As a virtue, Justice is not worshiped, but served. And it is in the service of Justice that I write this blog and perhaps that I blog at all.
Where is Justice today in America? I picture her weeping. Crying out to be heard. Whether from her blind eyes or beneath her blindfold, she is weeping. For Justice has ears and hears. She hears the cries of those in dungeons. She hears the cries of the poor. She hears the Constitution crying out. She waits. Her scales wait. Her sword waits. She waits upon us. She serves us, if we will but serve her.
This morning, the New York Times lead editorial is titled: Unraveling Injustice. And overnight British newspapers raged about injustice. I've been thinking of this blog for a couple weeks actually. But this is a good morning to call for Justice - once again. British judges are calling us out on the lack of "rule of law" regarding torture and British papers are pondering war crimes and blackmail (to keep them covered up) and considering the potential for international tribunals. And I'm interested in how the Times puts it, putting our new president on notice with: "a chance to show how serious he is about repairing Mr. Bush's legacy of harm."

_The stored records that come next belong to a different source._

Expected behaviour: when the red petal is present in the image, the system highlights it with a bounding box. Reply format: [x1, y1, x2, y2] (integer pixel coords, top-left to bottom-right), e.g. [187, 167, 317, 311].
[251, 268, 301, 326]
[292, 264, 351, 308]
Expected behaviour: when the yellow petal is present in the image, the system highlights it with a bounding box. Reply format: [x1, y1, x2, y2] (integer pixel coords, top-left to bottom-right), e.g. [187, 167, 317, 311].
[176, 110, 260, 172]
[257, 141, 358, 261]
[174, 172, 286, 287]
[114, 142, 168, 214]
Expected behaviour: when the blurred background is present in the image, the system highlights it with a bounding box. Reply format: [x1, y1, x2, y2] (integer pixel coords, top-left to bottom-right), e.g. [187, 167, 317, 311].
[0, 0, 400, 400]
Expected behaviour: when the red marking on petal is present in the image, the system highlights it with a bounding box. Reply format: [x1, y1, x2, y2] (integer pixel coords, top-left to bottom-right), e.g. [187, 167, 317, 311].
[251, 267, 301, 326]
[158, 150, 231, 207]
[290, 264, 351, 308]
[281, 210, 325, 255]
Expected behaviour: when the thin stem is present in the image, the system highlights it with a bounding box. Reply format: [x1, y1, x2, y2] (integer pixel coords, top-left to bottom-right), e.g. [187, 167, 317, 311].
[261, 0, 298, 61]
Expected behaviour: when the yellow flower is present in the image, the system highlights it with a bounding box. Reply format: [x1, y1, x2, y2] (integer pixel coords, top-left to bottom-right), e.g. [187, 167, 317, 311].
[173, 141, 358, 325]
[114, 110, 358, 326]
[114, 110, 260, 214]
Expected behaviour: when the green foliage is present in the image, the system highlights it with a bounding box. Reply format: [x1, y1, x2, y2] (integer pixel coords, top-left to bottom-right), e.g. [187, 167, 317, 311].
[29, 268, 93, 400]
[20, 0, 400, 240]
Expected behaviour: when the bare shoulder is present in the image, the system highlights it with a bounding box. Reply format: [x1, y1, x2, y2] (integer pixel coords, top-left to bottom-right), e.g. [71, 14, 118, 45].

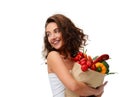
[47, 51, 60, 60]
[47, 51, 64, 69]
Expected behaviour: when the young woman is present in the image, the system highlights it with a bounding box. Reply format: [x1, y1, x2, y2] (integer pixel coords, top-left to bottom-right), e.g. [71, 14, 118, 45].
[43, 14, 106, 97]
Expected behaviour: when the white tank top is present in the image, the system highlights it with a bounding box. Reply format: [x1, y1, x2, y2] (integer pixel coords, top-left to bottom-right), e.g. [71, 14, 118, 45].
[48, 73, 65, 97]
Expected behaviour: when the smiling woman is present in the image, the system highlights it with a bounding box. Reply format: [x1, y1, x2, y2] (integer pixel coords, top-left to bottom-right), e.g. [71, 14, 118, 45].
[43, 14, 106, 97]
[46, 22, 63, 49]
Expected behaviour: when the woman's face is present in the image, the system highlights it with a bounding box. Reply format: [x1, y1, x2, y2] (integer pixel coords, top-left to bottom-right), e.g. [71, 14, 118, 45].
[45, 22, 63, 50]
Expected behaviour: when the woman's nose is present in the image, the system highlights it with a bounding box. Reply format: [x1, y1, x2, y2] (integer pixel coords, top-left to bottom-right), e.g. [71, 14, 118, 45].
[51, 34, 56, 39]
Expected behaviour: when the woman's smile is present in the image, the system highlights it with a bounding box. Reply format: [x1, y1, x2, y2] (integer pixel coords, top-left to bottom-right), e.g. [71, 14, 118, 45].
[46, 22, 63, 49]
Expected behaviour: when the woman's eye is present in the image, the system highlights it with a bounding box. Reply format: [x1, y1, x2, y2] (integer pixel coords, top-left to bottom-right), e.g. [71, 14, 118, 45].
[46, 32, 50, 37]
[54, 28, 60, 33]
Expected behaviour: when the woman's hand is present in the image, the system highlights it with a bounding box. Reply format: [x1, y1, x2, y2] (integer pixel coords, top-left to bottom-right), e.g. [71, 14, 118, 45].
[96, 81, 107, 97]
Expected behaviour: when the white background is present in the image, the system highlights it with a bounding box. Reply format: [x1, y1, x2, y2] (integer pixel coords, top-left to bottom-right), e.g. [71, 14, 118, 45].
[0, 0, 120, 97]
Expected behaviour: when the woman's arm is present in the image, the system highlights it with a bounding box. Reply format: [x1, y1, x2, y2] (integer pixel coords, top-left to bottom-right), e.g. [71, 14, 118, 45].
[47, 51, 107, 96]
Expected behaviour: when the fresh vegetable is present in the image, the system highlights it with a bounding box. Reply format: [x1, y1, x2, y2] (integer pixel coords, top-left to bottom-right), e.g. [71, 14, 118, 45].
[93, 54, 109, 64]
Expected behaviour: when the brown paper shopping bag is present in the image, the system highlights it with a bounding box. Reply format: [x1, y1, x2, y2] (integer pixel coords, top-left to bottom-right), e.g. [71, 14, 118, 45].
[65, 63, 105, 97]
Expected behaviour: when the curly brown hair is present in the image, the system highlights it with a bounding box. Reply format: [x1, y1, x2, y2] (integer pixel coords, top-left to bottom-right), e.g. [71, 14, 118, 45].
[43, 14, 88, 57]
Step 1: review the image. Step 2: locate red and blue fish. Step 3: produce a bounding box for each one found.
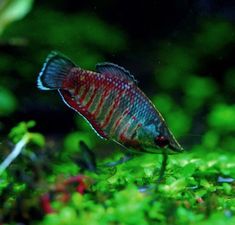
[37,52,183,153]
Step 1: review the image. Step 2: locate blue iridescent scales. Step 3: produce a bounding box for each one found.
[38,52,183,153]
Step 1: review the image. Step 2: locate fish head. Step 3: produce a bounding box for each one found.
[137,121,183,154]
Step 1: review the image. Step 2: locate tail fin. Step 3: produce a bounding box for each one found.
[37,52,75,90]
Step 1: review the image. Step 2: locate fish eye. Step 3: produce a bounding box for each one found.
[154,135,169,148]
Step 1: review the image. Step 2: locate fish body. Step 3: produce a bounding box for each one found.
[37,52,183,153]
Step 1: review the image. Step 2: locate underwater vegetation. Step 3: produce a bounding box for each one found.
[0,0,235,225]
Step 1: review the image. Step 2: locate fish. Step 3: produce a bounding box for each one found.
[37,51,183,154]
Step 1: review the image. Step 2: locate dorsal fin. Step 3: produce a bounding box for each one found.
[96,62,137,84]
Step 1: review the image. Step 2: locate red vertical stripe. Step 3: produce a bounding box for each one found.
[92,90,110,118]
[101,91,123,128]
[111,108,130,134]
[85,88,97,110]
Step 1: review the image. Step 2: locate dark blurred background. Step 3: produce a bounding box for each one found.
[0,0,235,151]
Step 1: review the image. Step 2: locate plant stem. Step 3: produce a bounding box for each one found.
[0,134,29,175]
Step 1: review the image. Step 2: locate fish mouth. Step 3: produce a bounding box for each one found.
[168,142,184,154]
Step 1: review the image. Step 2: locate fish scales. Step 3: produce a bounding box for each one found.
[38,52,183,153]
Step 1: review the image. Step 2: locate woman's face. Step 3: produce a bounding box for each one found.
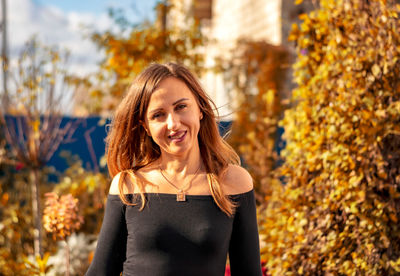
[145,77,203,158]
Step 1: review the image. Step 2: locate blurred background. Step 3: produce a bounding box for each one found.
[0,0,400,275]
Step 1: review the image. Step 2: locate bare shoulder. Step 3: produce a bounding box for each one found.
[109,172,135,195]
[221,165,253,195]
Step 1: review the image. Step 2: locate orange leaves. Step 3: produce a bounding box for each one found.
[43,193,83,240]
[262,0,400,275]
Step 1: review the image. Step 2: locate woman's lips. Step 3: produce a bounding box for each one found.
[168,131,187,143]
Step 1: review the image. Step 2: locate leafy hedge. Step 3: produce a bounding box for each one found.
[260,0,400,275]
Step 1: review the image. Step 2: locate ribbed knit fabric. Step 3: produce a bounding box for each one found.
[86,190,262,276]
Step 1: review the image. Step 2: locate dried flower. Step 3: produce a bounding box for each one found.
[43,193,83,240]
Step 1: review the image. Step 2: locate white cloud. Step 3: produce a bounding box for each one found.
[7,0,112,75]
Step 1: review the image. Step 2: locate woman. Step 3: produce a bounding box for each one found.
[86,63,261,276]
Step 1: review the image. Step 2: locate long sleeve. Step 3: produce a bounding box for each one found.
[229,191,262,276]
[86,195,127,276]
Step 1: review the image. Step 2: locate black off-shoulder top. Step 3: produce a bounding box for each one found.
[86,190,262,276]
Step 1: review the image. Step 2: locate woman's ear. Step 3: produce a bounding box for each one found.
[139,121,151,137]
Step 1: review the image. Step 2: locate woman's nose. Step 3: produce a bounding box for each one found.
[167,114,179,130]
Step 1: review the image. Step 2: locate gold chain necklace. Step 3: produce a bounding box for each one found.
[158,164,201,201]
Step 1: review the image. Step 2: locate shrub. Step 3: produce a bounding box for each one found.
[260,0,400,275]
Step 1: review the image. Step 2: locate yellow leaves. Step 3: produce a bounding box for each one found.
[371,64,381,78]
[43,193,83,240]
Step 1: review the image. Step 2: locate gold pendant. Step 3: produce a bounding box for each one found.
[176,191,186,201]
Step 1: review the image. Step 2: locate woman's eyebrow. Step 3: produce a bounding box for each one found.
[172,98,189,105]
[149,98,189,114]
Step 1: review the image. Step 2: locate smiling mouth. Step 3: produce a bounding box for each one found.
[168,130,187,142]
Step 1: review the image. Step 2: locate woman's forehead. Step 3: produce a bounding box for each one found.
[149,78,195,107]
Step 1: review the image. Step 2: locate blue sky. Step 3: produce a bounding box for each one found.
[7,0,158,76]
[33,0,158,21]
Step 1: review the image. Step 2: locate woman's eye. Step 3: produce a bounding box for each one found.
[151,113,163,120]
[176,104,186,110]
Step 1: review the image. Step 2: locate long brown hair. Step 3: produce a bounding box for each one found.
[106,63,240,216]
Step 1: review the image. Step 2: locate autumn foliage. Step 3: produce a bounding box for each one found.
[81,3,205,113]
[260,0,400,275]
[43,193,83,240]
[225,41,289,199]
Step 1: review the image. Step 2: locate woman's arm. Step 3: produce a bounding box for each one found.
[226,166,262,276]
[86,175,127,276]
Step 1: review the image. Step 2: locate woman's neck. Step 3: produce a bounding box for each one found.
[158,150,203,178]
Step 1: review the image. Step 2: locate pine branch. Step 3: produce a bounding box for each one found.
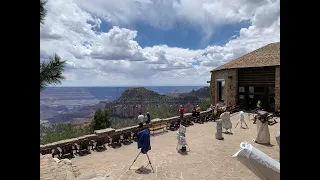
[40,0,47,24]
[40,54,66,91]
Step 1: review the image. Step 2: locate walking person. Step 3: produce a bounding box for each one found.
[179,105,184,119]
[235,111,249,129]
[146,112,151,124]
[138,112,144,128]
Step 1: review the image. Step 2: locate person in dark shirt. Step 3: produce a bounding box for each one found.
[146,112,151,124]
[192,106,197,117]
[179,105,184,119]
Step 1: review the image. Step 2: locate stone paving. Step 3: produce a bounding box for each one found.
[71,114,280,180]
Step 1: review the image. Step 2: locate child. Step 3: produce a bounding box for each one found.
[236,111,249,129]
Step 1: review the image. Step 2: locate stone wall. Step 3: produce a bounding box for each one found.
[275,66,280,109]
[40,111,209,158]
[210,69,238,105]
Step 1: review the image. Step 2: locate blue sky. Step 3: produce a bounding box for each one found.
[96,21,251,49]
[40,0,280,86]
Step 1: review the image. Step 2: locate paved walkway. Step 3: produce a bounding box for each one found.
[71,114,280,180]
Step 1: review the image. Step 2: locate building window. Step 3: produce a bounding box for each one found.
[268,87,274,94]
[239,86,245,93]
[249,86,254,93]
[218,80,224,102]
[249,86,264,93]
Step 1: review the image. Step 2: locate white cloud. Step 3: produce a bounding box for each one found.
[40,0,280,86]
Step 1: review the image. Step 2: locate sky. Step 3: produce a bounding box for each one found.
[40,0,280,86]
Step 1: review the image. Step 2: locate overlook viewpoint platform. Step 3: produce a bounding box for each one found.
[40,113,280,180]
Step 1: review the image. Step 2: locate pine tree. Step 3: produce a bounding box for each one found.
[40,0,66,91]
[91,109,111,130]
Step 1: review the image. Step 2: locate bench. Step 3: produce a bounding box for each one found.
[94,128,115,150]
[54,138,79,158]
[76,134,98,156]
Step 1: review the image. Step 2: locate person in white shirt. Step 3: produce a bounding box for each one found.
[138,112,144,127]
[236,111,249,129]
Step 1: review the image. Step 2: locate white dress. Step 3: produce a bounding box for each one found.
[220,112,232,130]
[255,120,270,144]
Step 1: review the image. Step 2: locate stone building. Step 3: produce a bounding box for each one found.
[210,42,280,111]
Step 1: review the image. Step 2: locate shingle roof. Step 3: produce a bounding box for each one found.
[211,42,280,72]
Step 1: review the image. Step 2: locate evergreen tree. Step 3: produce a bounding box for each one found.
[91,109,111,130]
[40,0,65,91]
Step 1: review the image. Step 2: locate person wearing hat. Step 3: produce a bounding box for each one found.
[179,105,184,119]
[146,112,151,124]
[236,111,249,129]
[196,105,201,116]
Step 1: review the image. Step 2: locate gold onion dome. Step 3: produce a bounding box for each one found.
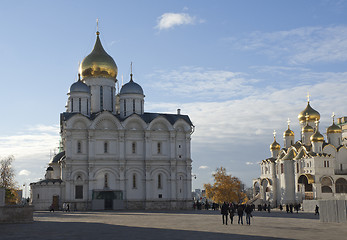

A legacy of harm. Justice hears the cry. Justice in me hears the cry. And I cannot stop calling out: Justice must be served!
Our individual virtue is at stake. And our national virtue is at stake. We have not only tortured. We have covered it up. We have blindfolded (and tortured) prisoners. We have tipped the scales of justice so severely, that it will take us a long time to balance those scales again. How can we ever trust Justice if the very department charged with guarding those scales has not only failed in its duty, but engineered that failure?
I have already made the case, on a number of occasions, that we are duty bound, by our Constitution and its mandate to fulfill treaty obligations, not to engage in cruel and unusual punishment, and to investigate and prosecute torture and other crimes against humanity. I have called for simple Justice. I have written satire about this. I have made it clear I will not stop writing or calling for Justice. For equal treatment of persons. For humane treatment of persons. For humane treatment of those who did not treat others as I expect our Justice system to treat them.
I am waiting. The New York Times is waiting. Judges in Great Britain are waiting. Likely international tribunals are waiting. We are waiting upon the Obama administration. The Obama Department of Justice.
We are waiting. Without blindfolds. She of the blindfold, Justice, must be served.